Koushik Roy, Dinu S Chandran, Kishore K Deepak

TL;DR
This study shows that pulse transit time changes differently in various parts of the upper limb arteries when sympathetic activation occurs, especially during lower body negative pressure.
Contribution
The study identifies regional variation in pulse transit time responses to sympathetic activation in upper limb arteries.
Findings
Carotid-brachial PTT remained unchanged during lower body negative pressure.
Brachial-radial and radial-finger PTT significantly decreased during hypotensive and non-hypotensive lower body negative pressure.
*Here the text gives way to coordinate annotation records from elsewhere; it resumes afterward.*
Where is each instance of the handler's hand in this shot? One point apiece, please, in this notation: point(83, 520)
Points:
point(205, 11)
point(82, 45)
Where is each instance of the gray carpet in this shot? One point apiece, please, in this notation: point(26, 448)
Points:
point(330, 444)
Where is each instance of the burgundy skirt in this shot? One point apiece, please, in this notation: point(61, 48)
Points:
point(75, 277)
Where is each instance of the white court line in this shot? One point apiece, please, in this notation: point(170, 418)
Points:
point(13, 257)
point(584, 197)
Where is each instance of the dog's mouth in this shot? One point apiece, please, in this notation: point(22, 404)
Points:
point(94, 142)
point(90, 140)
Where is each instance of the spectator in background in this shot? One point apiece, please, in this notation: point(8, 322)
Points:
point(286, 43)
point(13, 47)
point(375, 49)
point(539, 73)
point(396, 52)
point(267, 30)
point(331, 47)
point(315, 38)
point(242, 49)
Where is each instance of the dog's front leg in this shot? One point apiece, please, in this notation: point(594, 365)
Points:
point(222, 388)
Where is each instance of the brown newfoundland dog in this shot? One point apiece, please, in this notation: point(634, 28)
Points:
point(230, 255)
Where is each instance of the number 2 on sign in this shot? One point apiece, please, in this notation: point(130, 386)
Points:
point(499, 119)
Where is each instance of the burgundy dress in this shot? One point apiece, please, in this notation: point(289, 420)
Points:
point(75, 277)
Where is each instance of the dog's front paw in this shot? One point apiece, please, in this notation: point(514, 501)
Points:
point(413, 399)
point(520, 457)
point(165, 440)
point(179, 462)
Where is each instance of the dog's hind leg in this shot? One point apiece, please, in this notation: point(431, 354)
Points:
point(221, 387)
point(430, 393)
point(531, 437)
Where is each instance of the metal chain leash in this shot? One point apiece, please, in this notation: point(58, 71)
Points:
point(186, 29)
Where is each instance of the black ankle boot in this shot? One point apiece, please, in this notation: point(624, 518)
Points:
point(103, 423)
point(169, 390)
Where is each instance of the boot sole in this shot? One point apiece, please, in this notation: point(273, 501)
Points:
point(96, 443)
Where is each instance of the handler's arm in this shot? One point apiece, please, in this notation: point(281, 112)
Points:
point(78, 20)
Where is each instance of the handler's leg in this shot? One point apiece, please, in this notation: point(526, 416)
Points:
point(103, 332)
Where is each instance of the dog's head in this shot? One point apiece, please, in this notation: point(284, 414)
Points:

PTT response to lower body negative pressure is more pronounced in distal segments of the upper limb arteries.
Abstract
Purpose: Pulse transit time (PTT) is crucial in developing non-invasive cuffless blood pressure (BP) measurement devices. Sympathetic activation, due to its effect on PTT, can lead to erroneous estimation of BP. Sympathetic activation might affect the PTT differentially depending on the site where PTT is measured in the upper limb. This study aimed to decipher regional variation in PTT in response to sympathetic activation in three segments of the upper limb arteries. Exposure to graded lower body negative pressure (LBNP) at hypotensive (-30 mmHg and -40 mmHg) and non-hypotensive (-10 mmHg and -20 mmHg) levels has been used to produce sympathetic activation. Methods: This was a pilot study. Ten healthy subjects were recruited for the study, and recordings were done. Carotid, brachial, and radial pulse waveforms were recorded simultaneously by tonometry, and the finger pulse waveform…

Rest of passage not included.